Бумаги Николая Бахтина находились в Бирмингемском университете, филиалом этого университета был Шекспировский институт, с которым у нас установился контакт с апреля шестьдесят первого года, когда мы с Романом ездили туда на конференцию. Заручившись у Вадима и – через Вадима – разрешением Михаила Михайловича на переговоры, я написал директору Института, доктору Фоксу, и в результате нашей переписки приехала почтенного вида, ещё не очень пожилая, темноволосая дама. Она привезла с собой стопку пахнущих тленом и подернутых плесенью тетрадей в коленкоровых переплетах, и, не нуждаясь больше в моем посредничестве, они с Вадимом куда-то удалились. Увидел я эту стопку уже на столе у Михаила Михайловича, спросил Вадима, читал ли Бахтин бумаги брата. Нет, шевельнул эту стопку и отодвинул прочь. Сделал жест Дон Кихота: Дон Кихот знал, что непроверенное на прочность забрало прочно, так брат читать брата не стал, заведомо зная, что читать нечего. Он – католик, а брат – коммунист! А Николая Михайловича в поздние годы, взамен полного неверия во что бы то ни было – издалека – в эмиграции осенила надежда на наш коммунизм – ведь надо же человеку куда-то пойти. У него в кабинете висели фотопортреты Сталина и Маяковского. Так рассказывала еврейка российского происхождения (имени этой дамы я так и не узнал), рассказывала Вадиму, а он – мне, как бы в порядке вознаграждения за усилия по организации этого визита.

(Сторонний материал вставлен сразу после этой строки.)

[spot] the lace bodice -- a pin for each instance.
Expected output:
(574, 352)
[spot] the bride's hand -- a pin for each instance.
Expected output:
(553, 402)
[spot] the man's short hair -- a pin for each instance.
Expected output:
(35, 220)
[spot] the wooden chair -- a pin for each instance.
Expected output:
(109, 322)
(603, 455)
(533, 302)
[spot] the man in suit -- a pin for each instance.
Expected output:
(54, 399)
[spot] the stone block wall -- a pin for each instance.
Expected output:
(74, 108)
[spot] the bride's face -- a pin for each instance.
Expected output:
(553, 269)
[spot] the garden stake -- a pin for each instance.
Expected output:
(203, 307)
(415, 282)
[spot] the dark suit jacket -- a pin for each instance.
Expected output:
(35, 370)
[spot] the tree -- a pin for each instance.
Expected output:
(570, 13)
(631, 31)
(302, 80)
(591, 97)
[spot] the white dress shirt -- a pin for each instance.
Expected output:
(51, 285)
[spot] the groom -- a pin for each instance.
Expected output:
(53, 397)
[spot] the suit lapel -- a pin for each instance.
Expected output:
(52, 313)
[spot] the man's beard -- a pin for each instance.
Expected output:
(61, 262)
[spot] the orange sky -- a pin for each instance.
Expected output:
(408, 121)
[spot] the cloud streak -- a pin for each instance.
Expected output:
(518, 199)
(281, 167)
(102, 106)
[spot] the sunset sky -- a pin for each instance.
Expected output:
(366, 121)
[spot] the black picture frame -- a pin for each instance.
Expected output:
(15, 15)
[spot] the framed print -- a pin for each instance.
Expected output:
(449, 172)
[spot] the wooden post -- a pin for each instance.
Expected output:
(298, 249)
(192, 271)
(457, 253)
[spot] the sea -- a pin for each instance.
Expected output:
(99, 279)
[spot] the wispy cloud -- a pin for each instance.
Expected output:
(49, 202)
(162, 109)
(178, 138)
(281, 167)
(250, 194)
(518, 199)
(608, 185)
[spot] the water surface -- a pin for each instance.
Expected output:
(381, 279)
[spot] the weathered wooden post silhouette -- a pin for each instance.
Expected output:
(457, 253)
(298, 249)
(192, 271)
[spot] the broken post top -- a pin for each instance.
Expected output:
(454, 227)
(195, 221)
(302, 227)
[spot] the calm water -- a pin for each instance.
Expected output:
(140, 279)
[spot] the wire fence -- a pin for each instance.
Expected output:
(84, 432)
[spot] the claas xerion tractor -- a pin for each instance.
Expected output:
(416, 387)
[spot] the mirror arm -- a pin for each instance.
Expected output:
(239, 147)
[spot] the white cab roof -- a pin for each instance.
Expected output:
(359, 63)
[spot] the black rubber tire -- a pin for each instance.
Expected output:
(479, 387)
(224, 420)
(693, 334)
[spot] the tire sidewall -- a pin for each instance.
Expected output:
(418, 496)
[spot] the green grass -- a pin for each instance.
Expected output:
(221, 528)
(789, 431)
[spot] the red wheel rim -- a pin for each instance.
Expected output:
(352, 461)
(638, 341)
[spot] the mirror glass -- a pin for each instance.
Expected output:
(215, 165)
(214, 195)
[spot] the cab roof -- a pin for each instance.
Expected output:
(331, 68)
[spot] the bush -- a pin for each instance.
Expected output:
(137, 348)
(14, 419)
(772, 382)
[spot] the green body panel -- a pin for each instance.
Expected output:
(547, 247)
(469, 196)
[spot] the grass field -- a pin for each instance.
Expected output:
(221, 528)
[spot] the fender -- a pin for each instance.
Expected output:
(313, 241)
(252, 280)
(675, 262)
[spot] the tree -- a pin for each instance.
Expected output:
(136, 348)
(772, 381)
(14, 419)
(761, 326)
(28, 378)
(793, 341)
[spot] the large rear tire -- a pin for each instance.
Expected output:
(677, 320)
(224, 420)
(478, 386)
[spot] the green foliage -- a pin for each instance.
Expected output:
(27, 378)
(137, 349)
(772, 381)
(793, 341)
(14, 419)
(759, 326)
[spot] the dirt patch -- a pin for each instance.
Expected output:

Братья Бахтины были учениками Фаддея Зелинского, и когда воскрешённый Вадимом младший брат стал знаменит, поляки захотели старшего брата присвоить, назвав его «учеником великого польского филолога», которого они, вместо Фаддея, называли Тадеушем. Выдающийся русский античник, поляк Зелинский, знал так много, что не знал, что и думать. Чехов изображал таких учёных безыдейного времени, отвечавших на основные вопросы: «По совести, не знаю». Незнанию Зелинский учил: смелости признавать свое бессилие перед проблемой. Жизнь развела братьев Бахтиных, но в годы своего становления черпали они из одного умственного резервуара, росли от одного культурного корня, поэтому странно, что до сих пор нет (не попадалось мне) развернутого сравнения двух братьев, которые, несомненно, воздействовали друг на друга подобно тому, как взаимовоздействали Генри и Брукс Адамсы. При чтении «Писем о слове» Николая то и дело вспоминаешь суждения Михаила из «Слова в романе». Перечитывая статьи Н. М. Бахтина, нахожу в них прежде всего те же проблемы, о которых писал М. М. Бахтин. Истинный ученик Зелинского, старший из братьев в молодости успел изувериться во всем, узнав на собственном опыте, что такое белые, красные, зеленые, народ, интеллигенция, Россия, Европа, революция, контрреволюция, религия, наука… Поэтому мемуары его, написанные по-английски и переведенные по моей просьбе Екатериной Сквайрс[94], напечатать не удалось. Даже Вадим не смог преодолеть сопротивления по всей издательской цепи. Каждый, от кого зависела публикация, одобрял текст в целом, но по частностям требовал сократить какое-нибудь одно неверие, какое не устраивало данное ответственное лицо – в монархию или демократию, науку или веру, космополитизм или патриотизм. И в результате снятия частностей воспоминаний в целом не осталось, печатать оказалось нечего. Так из-за прихоти имевших власть замалчивали Аполлона Григорьева, а почему кому-то в голову пришла такая прихоть, и не доищешься.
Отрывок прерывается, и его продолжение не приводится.